Tentativa de golpe de Estado é, sob qualquer aspecto, muito pior que o porte de drogas. Mas para uma parcela do Congresso e da extrema direita, precisamos dar anistia a quem atentou contra o Estado Democrático de Direito e mandar para o xilindró quem é pego fumando maconha.
Nesta quarta (6), o Supremo Tribunal Federal retomou a discussão tanto sobre a descriminalização do uso da maconha quanto da quantidade de porte de erva que separa um traficante de um usuário.
O ministro Dias Toffoli pediu vista quando a votação estava em cinco (Gilmar Mendes, Alexandre de Moraes, Edson Fachin, Rosa Weber e Luís Roberto Barroso) a favor da permissão de uma quantidade mínima para uso pessoal e três contrários (André Mendonça, Cristiano Zanin e Nunes Marques).
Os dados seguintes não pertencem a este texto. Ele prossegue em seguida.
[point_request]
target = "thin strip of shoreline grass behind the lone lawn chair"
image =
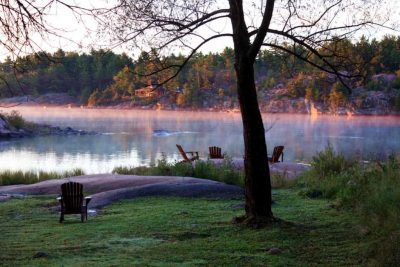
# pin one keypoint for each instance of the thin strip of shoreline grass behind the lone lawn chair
(31, 177)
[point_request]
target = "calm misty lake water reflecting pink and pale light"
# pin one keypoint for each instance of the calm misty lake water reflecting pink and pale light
(136, 138)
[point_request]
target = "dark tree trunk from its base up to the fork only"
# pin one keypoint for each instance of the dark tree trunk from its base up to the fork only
(257, 176)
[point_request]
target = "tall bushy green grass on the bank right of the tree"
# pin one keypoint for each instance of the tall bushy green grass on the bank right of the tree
(371, 191)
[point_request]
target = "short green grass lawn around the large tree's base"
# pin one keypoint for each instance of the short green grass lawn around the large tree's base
(180, 231)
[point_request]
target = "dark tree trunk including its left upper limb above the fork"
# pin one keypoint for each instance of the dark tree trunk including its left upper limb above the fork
(257, 176)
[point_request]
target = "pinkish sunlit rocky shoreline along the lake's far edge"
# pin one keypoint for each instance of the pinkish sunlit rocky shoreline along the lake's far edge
(272, 101)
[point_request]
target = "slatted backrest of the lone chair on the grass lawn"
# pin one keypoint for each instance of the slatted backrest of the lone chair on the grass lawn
(72, 194)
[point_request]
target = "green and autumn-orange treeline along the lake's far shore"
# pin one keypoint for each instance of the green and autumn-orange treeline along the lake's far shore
(105, 78)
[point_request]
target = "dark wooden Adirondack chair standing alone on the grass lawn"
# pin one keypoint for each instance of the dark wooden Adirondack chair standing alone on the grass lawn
(72, 200)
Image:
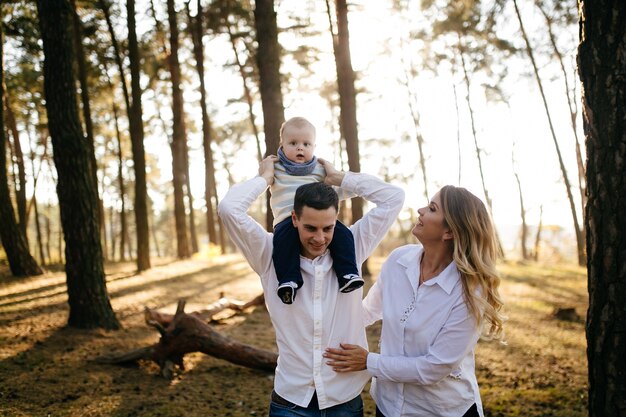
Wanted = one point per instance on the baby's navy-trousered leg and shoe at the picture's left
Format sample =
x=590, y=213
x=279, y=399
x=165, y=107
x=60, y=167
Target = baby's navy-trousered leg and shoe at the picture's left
x=286, y=257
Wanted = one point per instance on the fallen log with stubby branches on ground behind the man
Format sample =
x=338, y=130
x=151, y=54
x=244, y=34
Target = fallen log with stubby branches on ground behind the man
x=187, y=333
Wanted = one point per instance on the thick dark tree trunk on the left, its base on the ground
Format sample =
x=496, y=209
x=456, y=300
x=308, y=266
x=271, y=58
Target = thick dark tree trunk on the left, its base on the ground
x=76, y=187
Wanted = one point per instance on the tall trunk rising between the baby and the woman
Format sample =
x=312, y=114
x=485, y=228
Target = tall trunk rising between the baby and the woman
x=347, y=95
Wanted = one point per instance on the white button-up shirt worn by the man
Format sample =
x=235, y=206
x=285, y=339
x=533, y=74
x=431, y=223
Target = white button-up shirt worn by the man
x=320, y=316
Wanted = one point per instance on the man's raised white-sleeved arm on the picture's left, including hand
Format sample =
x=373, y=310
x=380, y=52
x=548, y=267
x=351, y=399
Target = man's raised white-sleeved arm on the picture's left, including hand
x=249, y=236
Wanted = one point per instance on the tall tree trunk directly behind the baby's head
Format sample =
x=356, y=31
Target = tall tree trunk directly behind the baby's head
x=268, y=61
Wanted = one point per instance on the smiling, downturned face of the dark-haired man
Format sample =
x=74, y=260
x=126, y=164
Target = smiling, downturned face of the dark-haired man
x=316, y=229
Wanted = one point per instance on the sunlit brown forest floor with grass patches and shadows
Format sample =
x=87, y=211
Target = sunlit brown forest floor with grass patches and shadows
x=46, y=369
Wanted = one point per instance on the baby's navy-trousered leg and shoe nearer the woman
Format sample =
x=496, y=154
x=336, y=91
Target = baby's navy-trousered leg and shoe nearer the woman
x=344, y=259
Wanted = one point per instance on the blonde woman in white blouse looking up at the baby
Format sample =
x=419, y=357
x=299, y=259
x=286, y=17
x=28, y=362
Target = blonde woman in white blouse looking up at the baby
x=435, y=300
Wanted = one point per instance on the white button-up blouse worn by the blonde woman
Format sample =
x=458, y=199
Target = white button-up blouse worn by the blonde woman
x=426, y=362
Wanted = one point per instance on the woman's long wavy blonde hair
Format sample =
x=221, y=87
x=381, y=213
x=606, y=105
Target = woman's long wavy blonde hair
x=475, y=253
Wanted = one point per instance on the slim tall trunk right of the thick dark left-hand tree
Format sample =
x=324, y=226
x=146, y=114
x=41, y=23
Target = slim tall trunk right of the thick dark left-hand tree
x=136, y=138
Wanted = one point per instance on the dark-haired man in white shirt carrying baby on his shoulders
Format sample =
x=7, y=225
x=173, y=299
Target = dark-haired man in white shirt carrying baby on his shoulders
x=321, y=316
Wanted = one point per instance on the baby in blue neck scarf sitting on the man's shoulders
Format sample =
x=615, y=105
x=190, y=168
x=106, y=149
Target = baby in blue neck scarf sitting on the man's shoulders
x=299, y=166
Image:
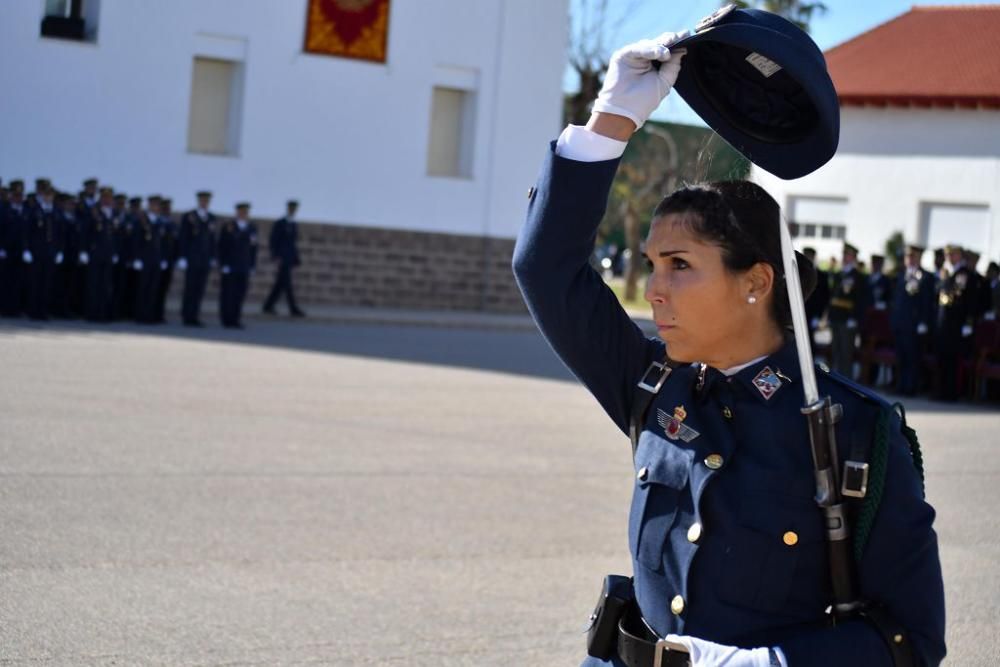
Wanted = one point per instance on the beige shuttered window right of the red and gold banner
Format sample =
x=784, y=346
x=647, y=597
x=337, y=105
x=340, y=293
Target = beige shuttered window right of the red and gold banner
x=452, y=132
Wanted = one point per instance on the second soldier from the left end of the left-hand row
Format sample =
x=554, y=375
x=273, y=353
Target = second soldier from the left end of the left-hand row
x=43, y=252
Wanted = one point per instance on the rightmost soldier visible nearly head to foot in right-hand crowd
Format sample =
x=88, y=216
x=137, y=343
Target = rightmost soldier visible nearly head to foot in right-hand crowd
x=957, y=302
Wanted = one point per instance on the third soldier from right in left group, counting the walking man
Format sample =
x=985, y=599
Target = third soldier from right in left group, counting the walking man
x=196, y=250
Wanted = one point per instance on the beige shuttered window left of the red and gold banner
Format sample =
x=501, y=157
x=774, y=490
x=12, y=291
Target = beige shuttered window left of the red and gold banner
x=216, y=106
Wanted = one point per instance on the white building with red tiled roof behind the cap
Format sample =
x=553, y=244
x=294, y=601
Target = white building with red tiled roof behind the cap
x=920, y=139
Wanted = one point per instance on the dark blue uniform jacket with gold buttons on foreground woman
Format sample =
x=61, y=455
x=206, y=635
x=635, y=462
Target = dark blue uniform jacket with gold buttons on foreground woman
x=745, y=477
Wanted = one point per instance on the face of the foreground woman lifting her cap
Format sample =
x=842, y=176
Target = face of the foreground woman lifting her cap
x=700, y=307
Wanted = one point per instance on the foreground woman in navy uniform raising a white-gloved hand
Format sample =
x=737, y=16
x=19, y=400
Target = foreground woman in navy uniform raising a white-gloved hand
x=730, y=561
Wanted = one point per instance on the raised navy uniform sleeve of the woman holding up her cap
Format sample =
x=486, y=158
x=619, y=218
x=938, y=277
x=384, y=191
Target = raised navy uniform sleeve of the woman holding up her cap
x=577, y=313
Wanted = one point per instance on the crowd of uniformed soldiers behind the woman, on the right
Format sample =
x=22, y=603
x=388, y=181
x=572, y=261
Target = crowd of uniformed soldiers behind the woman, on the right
x=937, y=308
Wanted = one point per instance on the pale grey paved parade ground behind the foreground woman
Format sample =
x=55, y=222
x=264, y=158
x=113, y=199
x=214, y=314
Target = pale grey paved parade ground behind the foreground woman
x=351, y=495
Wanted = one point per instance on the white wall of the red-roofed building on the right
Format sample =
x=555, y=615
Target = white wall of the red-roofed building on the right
x=891, y=161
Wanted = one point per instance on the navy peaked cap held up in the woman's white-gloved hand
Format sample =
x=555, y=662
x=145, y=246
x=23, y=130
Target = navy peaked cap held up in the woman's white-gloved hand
x=761, y=83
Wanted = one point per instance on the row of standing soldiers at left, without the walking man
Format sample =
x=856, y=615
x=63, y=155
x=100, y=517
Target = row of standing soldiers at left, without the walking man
x=104, y=257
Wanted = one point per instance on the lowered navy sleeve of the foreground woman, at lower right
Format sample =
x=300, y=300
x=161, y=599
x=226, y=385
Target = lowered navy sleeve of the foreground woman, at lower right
x=900, y=570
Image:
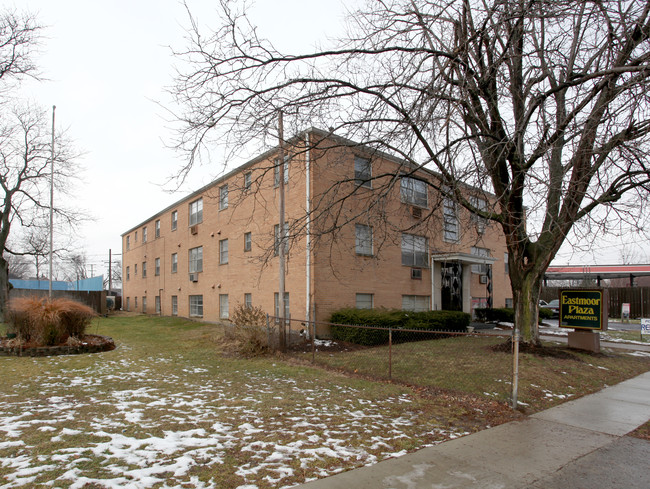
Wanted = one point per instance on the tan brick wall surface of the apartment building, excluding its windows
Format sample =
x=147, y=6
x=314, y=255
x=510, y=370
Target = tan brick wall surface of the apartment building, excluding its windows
x=337, y=273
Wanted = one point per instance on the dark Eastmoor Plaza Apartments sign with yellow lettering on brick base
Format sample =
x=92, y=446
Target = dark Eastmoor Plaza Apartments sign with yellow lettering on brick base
x=584, y=310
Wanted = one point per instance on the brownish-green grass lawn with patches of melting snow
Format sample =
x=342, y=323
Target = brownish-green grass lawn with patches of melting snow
x=167, y=408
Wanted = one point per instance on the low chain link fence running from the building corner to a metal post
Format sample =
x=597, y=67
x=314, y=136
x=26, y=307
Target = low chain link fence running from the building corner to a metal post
x=476, y=361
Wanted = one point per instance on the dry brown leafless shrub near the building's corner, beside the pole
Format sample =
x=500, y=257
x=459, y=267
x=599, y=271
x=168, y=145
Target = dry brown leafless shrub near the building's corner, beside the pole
x=249, y=330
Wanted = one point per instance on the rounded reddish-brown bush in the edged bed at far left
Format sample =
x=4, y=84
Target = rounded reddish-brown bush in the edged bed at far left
x=48, y=322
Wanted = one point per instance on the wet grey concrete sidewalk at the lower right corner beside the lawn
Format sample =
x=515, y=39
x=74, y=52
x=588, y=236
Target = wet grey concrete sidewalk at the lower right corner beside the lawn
x=579, y=444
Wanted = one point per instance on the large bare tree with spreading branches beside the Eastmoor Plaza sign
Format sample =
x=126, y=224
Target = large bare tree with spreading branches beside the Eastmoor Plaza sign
x=542, y=105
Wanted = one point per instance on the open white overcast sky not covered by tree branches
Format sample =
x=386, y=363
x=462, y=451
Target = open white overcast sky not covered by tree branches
x=108, y=62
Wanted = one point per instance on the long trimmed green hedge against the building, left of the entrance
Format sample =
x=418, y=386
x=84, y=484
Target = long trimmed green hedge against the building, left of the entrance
x=451, y=321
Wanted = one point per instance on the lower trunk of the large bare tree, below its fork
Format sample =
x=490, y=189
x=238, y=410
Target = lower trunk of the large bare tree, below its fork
x=526, y=291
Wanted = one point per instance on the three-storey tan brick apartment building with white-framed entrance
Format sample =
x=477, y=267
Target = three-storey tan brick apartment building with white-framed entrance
x=358, y=236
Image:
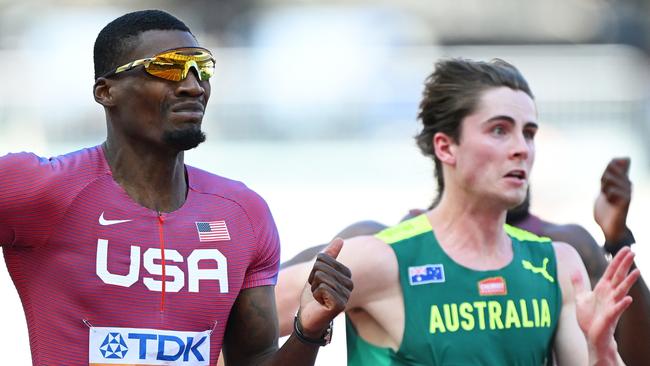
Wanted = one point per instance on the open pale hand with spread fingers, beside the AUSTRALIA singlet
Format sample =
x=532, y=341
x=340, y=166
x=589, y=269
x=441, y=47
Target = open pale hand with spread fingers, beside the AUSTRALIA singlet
x=599, y=310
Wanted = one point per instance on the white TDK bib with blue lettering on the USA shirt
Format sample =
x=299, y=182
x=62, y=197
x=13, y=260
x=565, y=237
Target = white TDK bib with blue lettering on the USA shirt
x=126, y=346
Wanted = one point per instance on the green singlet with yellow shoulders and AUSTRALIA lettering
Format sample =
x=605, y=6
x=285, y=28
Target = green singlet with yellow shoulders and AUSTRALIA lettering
x=458, y=316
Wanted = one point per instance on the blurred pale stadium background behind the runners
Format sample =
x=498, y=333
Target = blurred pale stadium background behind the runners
x=314, y=102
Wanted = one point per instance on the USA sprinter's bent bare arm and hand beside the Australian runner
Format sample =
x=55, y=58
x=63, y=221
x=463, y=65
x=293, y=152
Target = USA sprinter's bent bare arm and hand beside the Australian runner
x=252, y=331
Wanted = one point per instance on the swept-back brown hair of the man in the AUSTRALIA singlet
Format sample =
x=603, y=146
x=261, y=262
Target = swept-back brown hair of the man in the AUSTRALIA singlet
x=452, y=92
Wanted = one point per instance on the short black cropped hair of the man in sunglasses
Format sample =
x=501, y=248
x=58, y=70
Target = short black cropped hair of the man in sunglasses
x=118, y=37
Na prática, a Corte está discutindo a redução de mortes em comunidades dominadas pelo tráfico e a diminuição do racismo estrutural da nossa polícia e nossa Justiça que já define, na maioria das vezes, negros como traficantes e brancos como usuários.
Por conta de um diálogo entre o presidente da Corte, ministro Barroso, e o presidente do Senado, Rodrigo Pacheco, o trâmite deve esperar o fim da votação – que, agora, está suspensa por 90 dias. Mas o risco de um novo retrocesso está ali, na esquina.
Se a Corte confirmar a tendência, teremos dado um passo, ainda que pequeno, contra a falida guerra às drogas – que produz, anualmente, montanhas de mortos pelas narcomilícias e em chacinas policiais em série – como as que ocorreram em São Paulo, na Bahia e no Rio nos últimos tempos – sem conseguir reduzir o consumo de psicoativos.
Pequeno passo, claro, considerando que a questão está bem mais avançada em outros lugares. Para além dos Estados Unidos, que liberou o consumo de maconha até em sua capital Washington DC e em sua maior cidade, Nova York, podemos colocar também Uruguai, Argentina, Chile, Colômbia, Costa Rica, México e Peru, para falar apenas da nossa América Latina. Mas o Brasil é especial, né? Afinal, sem esse instrumento, como justificar a contenção de comunidades pobres?
As maiores batalhas do tráfico sempre acontecem longe dos olhos das classes média e alta, uma vez que a imensa maioria dos corpos contabilizados é de jovens, negros, pobres, que se matam na conquista de territórios para venda de drogas, pelas leis do tráfico e pelas mãos da polícia e das milícias. Os mais ricos sentem a violência, mas o que chega neles não é nem de perto o que os mais pobres são obrigados a viver no dia a dia.
A forma como o tráfico se organizou e a política adotada pelo poder público para combatê-lo estão entre as principais razões desse conflito armado organizado. Sim, o combate ao tráfico gera mais mortos que o consumo de drogas – até porque a droga que, estatisticamente, mais mata e provoca mortes se chama álcool. Você pode comprá-la no supermercado ou ver sua propaganda na TV. Mas ela não é proibida, apenas regulada. Tal como o tabaco.
Não há saída para a violência armada organizada que não passe pela discussão da interrupção da atual política, o que passa pela descriminalização e legalização dos psicoativos, estrangulando os recursos que chegam às mãos das organizações criminosas. E menos recursos para elas significa menos morte nas periferias.
Se o Estado brasileiro quisesse resolver a bomba-relógio do sistema carcerário, descriminalizaria e legalizaria paulatinamente uma série de drogas, começando pela maconha. Isso quebraria as pernas do tráfico, reduzindo o número de jovens que hoje são enviados aos presídios para aprender a roubar e matar e desidratando o poder econômico das facções criminosas.
Assumir um planejamento legal e de saúde pública (sim, drogas deveria ser tratada sob esse enfoque e não o do xilindró) para a legalização e a regulamentação, desidratando o tráfico de drogas e o tráfico de armas através do fim de seu mercado ilegal seria importante para reduzir as mortes.
Muitos acreditam que desconectando os presídios do restante do tecido social, tornando-os uma espécie de limbo para onde vai quem atentou contra a sociedade, tudo será resolvido. O aprendizado de presos durante sua estada no inferno, por tudo o que viram e viveram, será levado para fora. E quem sofre as consequências dessa política burra somos todos nós.